Und damit nicht genug: Entgegen den Vorschriften haben die Hamburger auch nicht veröffentlicht, wann und an wen der Auftrag eigentlich vergeben wurde. Merkwürdiges Gebaren einer „Finanzbehörde“, finden wir.

Natürlich interessiert uns auch, warum in Hamburg die Finanzbehörde zuständig ist für die Verbesserung einer polizeilichen Software. Das fragen wir die Vergabestelle der Polizei am 27.03.2015. Eine Antwort erhalten wir nicht.

Software-Weiterentwicklung ist in Hamburg „Grundlagenforschung“

Anfang Juli fragt der Anwalt, den wir inzwischen eingeschaltet haben, direkt bei der Vergabestelle der Finanzbehörde an. Die teilt Ende Juli mit, das Verfahren sei nach der Vergabeverordnung für die Bereiche Verteidigung und Sicherheit (VSVgV) durchgeführt worden. Die ist für die Vergabe von „verteidigungs- und sicherheitsrelevanten Aufträgen“ vorgesehen.

Dass im Verhandlungsverfahren ohne Teilnahmewettbewerb vergeben wurde, wird damit begründet damit, dass es sich angeblich um „Forschungs- und Entwicklungsleistungen“ handelt. Über diese heißt es in der VSVgV: „Forschung und Entwicklung sind alle Tätigkeiten, die Grundlagenforschung, angewandte Forschung und experimentelle Entwicklung umfassen, …“ Wir nehmen mit Staunen zur Kenntnis, dass in Hamburg Grundlagen erforscht werden müssen, um eine bestehende Software weiter zu entwickeln.

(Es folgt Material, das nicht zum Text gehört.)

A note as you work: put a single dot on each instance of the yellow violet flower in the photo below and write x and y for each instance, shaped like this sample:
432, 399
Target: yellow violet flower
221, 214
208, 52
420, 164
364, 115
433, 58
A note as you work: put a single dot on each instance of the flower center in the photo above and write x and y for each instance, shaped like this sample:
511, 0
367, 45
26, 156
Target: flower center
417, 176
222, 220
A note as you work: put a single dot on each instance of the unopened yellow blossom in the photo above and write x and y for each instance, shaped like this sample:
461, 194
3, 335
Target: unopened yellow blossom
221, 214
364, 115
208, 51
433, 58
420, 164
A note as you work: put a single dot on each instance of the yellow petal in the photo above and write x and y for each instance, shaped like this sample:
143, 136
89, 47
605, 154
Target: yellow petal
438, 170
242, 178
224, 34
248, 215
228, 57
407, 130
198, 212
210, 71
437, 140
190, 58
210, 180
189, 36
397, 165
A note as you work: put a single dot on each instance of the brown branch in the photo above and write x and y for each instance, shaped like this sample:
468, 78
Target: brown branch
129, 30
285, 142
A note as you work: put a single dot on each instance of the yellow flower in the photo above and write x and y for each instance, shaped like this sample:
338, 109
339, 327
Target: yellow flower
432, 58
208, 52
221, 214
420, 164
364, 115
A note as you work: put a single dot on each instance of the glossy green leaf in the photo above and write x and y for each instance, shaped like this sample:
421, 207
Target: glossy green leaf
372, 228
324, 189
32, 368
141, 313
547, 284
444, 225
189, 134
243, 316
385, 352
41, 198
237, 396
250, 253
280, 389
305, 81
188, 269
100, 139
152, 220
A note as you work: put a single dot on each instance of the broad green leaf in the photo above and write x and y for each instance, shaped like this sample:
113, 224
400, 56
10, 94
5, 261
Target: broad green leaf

Vergabebekanntmachung?! – Gibt‘s (anscheinend) nicht!

Auch wenn die VSVgV in der beschriebenen Weise angewandt wird, muss die entsprechende Auftragsvergabe allerdings ebenfalls beim Amt für Veröffentlichungen der EU bekannt gemacht werden. Nach dieser Bekanntmachung fragen wir. Und auch nach der Begründung dafür, warum die (Weiter-)Entwicklung eines Recherchetools angeblich Grundlagenforschung, bzw. angewandte Forschung bzw. experimentelle Entwicklung ist.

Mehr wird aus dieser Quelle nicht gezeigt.